Electrostatics > The electric field in the presence of a dielectric > Problem 6.6.12

Statement

$6.6.12.$ The space between the plates of a parallel‑plate capacitor is filled with two layers of different dielectrics of thicknesses $d_1$ and $d_2$. The dielectric permittivities of the dielectrics are $\varepsilon_1$ and $\varepsilon_2$. The plate area is $S$. Find the capacitance of the capacitor.

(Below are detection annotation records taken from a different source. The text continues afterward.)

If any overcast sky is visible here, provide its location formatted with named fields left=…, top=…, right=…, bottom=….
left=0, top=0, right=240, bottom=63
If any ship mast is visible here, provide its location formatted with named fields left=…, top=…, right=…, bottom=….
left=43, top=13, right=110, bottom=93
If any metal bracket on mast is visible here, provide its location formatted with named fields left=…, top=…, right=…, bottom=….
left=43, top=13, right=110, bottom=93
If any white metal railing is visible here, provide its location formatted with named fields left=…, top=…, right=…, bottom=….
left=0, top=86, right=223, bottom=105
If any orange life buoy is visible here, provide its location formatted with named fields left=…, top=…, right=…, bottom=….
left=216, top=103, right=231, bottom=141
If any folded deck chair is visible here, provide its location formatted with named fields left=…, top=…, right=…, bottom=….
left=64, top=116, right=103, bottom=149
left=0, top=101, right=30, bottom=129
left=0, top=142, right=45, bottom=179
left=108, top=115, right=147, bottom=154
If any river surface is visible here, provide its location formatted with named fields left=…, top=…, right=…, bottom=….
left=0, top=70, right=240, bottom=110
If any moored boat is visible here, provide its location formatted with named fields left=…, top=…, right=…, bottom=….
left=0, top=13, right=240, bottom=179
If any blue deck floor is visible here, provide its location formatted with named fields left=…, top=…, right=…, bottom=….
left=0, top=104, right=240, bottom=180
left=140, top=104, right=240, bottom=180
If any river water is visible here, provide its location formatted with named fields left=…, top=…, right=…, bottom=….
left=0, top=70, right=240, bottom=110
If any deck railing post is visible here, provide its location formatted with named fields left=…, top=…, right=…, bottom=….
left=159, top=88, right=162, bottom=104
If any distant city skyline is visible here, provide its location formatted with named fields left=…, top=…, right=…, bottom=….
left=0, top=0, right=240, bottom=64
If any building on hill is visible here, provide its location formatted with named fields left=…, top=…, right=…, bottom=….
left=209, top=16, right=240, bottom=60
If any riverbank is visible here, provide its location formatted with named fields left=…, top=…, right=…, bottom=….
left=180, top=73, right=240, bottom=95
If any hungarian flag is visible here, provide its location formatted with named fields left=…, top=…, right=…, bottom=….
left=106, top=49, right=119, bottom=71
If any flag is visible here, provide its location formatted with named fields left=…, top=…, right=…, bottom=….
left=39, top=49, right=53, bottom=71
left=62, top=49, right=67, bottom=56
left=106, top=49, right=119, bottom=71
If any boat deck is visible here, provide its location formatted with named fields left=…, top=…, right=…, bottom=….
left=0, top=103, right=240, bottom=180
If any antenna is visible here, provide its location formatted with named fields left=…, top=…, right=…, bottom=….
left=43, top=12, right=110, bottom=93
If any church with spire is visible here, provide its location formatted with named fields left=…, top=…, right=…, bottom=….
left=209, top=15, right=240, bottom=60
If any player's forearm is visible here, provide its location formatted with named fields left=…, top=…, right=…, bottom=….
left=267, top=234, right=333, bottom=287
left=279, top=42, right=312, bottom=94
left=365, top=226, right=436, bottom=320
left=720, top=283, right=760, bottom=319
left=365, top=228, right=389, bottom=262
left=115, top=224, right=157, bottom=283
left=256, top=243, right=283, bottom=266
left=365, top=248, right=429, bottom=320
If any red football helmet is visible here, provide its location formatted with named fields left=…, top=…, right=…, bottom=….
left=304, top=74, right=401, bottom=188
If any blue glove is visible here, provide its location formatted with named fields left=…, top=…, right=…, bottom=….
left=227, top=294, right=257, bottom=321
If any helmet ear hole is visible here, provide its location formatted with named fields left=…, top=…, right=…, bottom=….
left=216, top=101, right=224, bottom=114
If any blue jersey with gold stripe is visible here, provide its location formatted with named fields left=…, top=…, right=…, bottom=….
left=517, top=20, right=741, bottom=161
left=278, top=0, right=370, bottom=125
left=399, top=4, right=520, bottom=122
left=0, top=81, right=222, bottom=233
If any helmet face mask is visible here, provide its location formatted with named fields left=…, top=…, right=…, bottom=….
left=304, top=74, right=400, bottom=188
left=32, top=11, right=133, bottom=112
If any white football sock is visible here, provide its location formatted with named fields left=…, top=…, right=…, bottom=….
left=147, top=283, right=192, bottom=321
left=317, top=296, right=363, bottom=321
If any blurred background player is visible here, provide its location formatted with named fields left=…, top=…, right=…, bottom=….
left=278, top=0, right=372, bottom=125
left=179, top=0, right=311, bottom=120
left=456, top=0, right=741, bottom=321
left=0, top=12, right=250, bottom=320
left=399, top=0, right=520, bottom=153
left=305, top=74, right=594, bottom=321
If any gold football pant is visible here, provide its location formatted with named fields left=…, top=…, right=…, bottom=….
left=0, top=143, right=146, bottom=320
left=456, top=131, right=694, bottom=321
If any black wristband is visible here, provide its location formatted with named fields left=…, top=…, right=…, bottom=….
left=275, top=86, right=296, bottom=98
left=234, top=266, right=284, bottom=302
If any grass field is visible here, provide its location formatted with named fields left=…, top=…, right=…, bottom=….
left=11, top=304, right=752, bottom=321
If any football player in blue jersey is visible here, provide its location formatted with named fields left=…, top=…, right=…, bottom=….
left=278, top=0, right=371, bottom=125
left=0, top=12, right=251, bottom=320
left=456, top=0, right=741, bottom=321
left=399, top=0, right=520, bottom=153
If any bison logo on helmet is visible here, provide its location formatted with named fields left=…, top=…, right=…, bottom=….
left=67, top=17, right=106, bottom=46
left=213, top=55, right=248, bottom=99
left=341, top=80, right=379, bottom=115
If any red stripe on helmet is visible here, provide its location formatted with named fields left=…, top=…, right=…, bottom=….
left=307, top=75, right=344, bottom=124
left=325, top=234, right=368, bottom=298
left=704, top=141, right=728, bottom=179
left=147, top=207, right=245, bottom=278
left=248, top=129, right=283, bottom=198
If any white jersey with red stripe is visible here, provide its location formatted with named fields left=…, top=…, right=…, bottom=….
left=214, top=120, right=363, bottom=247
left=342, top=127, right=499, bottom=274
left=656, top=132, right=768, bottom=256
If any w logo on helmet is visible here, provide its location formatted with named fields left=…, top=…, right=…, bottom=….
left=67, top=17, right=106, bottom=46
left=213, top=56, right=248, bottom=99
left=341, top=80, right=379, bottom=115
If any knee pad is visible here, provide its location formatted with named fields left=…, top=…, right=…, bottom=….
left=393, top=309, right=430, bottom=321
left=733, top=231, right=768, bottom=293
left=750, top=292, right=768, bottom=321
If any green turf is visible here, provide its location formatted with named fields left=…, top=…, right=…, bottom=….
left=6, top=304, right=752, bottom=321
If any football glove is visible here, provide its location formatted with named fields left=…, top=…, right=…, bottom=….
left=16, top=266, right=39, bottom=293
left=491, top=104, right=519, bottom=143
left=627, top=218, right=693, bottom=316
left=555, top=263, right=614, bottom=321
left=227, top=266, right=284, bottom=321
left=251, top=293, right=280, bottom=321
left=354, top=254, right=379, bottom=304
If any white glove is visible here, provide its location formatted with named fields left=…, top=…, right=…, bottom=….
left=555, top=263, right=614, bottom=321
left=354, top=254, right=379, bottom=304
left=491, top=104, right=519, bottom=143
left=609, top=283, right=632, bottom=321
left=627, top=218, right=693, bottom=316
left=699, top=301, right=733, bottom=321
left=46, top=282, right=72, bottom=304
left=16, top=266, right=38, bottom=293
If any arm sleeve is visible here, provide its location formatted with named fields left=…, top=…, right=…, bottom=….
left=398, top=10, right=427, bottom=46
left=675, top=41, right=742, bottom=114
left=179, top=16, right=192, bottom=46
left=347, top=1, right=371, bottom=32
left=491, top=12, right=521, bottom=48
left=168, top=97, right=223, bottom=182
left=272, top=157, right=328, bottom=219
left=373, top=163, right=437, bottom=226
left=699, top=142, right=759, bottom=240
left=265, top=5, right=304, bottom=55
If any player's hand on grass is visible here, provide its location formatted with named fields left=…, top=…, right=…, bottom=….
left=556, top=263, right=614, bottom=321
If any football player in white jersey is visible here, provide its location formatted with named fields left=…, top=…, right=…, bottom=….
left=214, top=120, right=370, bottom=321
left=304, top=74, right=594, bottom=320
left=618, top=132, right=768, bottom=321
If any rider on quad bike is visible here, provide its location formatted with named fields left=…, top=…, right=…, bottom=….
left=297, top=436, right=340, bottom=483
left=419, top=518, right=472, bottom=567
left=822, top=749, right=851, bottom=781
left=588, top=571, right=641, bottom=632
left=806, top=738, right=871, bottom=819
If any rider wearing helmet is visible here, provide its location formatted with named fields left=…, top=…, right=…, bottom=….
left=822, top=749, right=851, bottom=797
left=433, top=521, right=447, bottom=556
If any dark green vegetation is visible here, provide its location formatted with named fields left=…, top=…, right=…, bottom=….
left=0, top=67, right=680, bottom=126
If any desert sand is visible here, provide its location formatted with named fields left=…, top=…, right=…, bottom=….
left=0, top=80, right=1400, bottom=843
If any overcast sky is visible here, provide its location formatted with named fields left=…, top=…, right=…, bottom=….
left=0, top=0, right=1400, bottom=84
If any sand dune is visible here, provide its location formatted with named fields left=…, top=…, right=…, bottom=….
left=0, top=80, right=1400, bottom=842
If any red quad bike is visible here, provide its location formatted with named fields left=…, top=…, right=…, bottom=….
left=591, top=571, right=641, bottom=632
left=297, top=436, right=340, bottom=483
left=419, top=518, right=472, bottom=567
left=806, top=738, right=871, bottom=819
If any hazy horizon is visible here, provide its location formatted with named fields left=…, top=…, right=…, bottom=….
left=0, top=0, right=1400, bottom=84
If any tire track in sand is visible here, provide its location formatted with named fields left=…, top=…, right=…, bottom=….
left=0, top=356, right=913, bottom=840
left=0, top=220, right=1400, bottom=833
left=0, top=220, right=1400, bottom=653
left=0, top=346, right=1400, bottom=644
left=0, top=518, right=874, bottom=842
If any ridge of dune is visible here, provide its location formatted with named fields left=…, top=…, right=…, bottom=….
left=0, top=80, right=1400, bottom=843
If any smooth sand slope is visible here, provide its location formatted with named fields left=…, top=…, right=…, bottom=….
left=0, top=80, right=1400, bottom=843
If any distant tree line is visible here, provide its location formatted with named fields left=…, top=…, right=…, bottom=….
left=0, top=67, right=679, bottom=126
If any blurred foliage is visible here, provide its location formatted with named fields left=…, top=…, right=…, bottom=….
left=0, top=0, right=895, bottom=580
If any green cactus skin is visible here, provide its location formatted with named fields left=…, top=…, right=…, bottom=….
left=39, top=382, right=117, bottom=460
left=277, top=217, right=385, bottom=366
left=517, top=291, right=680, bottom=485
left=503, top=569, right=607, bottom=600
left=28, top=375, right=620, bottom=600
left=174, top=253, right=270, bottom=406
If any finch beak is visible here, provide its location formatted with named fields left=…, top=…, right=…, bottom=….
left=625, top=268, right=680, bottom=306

What charge will be induced at the interface between the dielectrics if a charge $\pm q$ is placed on the capacitor plates?

Solution

Our capacitor can be represented as two capacitors connected in series; for them the capacitance is
$$
\frac{1}{C}=\frac{1}{C_1}+\frac{1}{C_2}\tag{1}
$$
where
$$
C_i=\frac{\varepsilon_i\varepsilon_0S}{d_i}\tag{2}
$$
$(2)\to(1):$
$$
\frac{1}{C}=\frac{1}{\varepsilon_0S}\left(\frac{d_1}{\varepsilon_1}+\frac{d_2}{\varepsilon_2}\right)
$$
$$
C=\frac{\varepsilon_0\varepsilon_1\varepsilon_2S}{\varepsilon_2d_1+\varepsilon_1d_2}\tag{3}
$$

Now recall that at the interface between dielectrics the normal component of the field undergoes a jump. The dielectrics are isotropic, the field is normal to the interface, and there are no free charges at the interface, so
$$
\varepsilon_2E_2=\varepsilon_1E_1\tag{4}
$$
For the voltage across the capacitor after placing the charge:
$$
V=E_1d_1+E_2d_2=\frac{q}{C}\tag{5}
$$
The surface density of bound (induced) charges at the interface is determined by the jump in the normal component of the polarisation vector:
$$
\sigma'=P_{n1}-P_{n2}\tag{6}
$$
For an isotropic dielectric
$$
\vec P=(\varepsilon-1)\varepsilon_0\vec E
$$
Therefore
$$
\sigma'=(\varepsilon_1-1)\varepsilon_0E_1-(\varepsilon_2-1)\varepsilon_0E_2
=\varepsilon_0[(\varepsilon_1E_1-\varepsilon_2E_2)+E_2-E_1]
$$
Taking $(4)$ into account, we finally obtain a nice expression:
$$
\sigma'=\varepsilon_0(E_2-E_1)\tag{7}
$$

Solve the system $(4), (5), (7)$:
$$
E_1=\frac{q\varepsilon_2}{C(d_1\varepsilon_2+d_2\varepsilon_1)}, \quad
E_2=\frac{\varepsilon_1}{\varepsilon_2}E_1=\frac{q\varepsilon_1}{C(d_1\varepsilon_2+d_2\varepsilon_1)}
$$
$$
\sigma'=\varepsilon_0q\frac{\varepsilon_1-\varepsilon_2}{C(d_1\varepsilon_2+d_2\varepsilon_1)}
=\varepsilon_0q\frac{\varepsilon_2d_1+\varepsilon_1d_2}{\varepsilon_0\varepsilon_1\varepsilon_2S}\, \frac{\varepsilon_1-\varepsilon_2}{d_1\varepsilon_2+d_2\varepsilon_1}
$$
$$
\sigma'=\frac{q'}{S}=\frac{\varepsilon_1-\varepsilon_2}{\varepsilon_1\varepsilon_2}\frac{q}{S}
$$
$$
q'=\frac{\varepsilon_1-\varepsilon_2}{\varepsilon_1\varepsilon_2}q
$$

Answer

$$
C=\frac{\varepsilon_0\varepsilon_1\varepsilon_2S}{\varepsilon_2d_1+\varepsilon_1d_2}
$$
$$
q'=\frac{\varepsilon_1-\varepsilon_2}{\varepsilon_1\varepsilon_2}q
$$